OpenMVG exports [PMVS] ready to use project (images, projection matrices and pmvs_options.txt files).

Once a 3D calibration have been computed you can convert the SfM_Ouput files to a PMVS project.

$ openMVG_main_openMVG2PMVS -i Dataset/outReconstruction/sfm_data.json -o Dataset/outReconstruction
$ pmvs Dataset/outReconstruction/PMVS/ pmvs_options.txt
_images/PMVS_result.png

Figure: Multiple View Stereo-vision point cloud densification on the estimated scene using [PMVS].

In order to use CMVS for large scene openMVG2PMVS exports also the scene in the Bundler output format.

$ openMVG_main_openMVG2PMVS -i Dataset/outReconstruction/sfm_data.json -o Dataset/outReconstruction
$ cmvs Dataset/outReconstruction/PMVS/ [MaxImageCountByCluster=100]
$ cmvs Dataset/outReconstruction/PMVS/ 30
$ genOption Dataset/outReconstruction/PMVS/
$ sh Dataset/outReconstruction/PMVS/pmvs.sh

You can either run by hand all the process or use pre-defined python scripts (that are using some default options).

OpenMVG SfM pipelines demo

A complete ready to use tutorial demo is exported in your build directory. It clones an image dataset and run the SfM pipelines on it:

  • openMVG_Build/software/SfM/tutorial_demo.py

In order to use easily the Sequential or the Global pipeline, ready to used script are exported in your build directory:

  • openMVG_Build/software/SfM/SfM_SequentialPipeline.py
  • openMVG_Build/software/SfM/SfM_GlobalPipeline.py

To use them simply run:

$ cd openMVG_Build/software/SfM/
$ python SfM_SequentialPipeline.py [full path image directory] [resulting directory]
$ python SfM_SequentialPipeline.py ~/home/user/data/ImageDataset_SceauxCastle/images ~/home/user/data/ImageDataset_SceauxCastle/Castle_Incremental_Reconstruction

$ python SfM_GlobalPipeline.py [full path image directory] [resulting directory]

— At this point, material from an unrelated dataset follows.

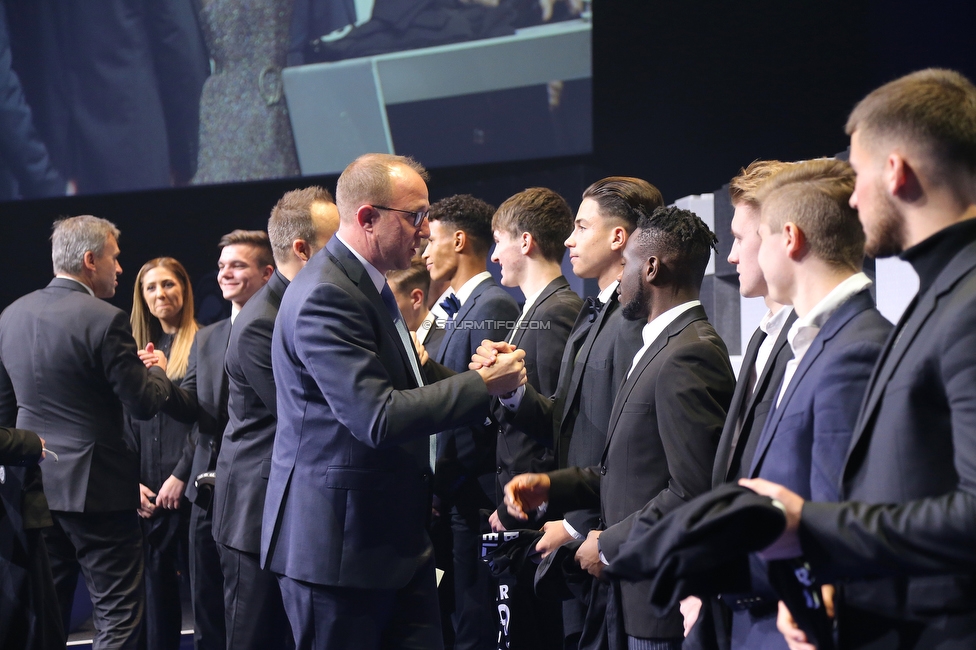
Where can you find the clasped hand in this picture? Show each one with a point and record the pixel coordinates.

More details about openMVG tools

To know more about each tool visit the following link and read the doc below:

SfM_data format

SfM_Data is a data container. It contains:

  • Views - images
  • Intrinsics - intrinsics camera parameters
  • Poses - extrinsic camera parameters
  • Landmarks - 3D points and their 2D Observations

The View and Intrinsic concept are abstract and so:

  • any internal camera model can be used
  • any metadata can be stored related to a view.

Dynamic loading of stored object is performed thanks to the cereal serialization library (this library allow polymorphism serialization).

PS: We strongly advise to use a 3 directories based data organisation structure

  • images
    • your image sequence.
  • matches
    • directory used to store image information, images features, descriptors and matches information.
  • outReconstruction
    • directory used to store the SfM result and process log.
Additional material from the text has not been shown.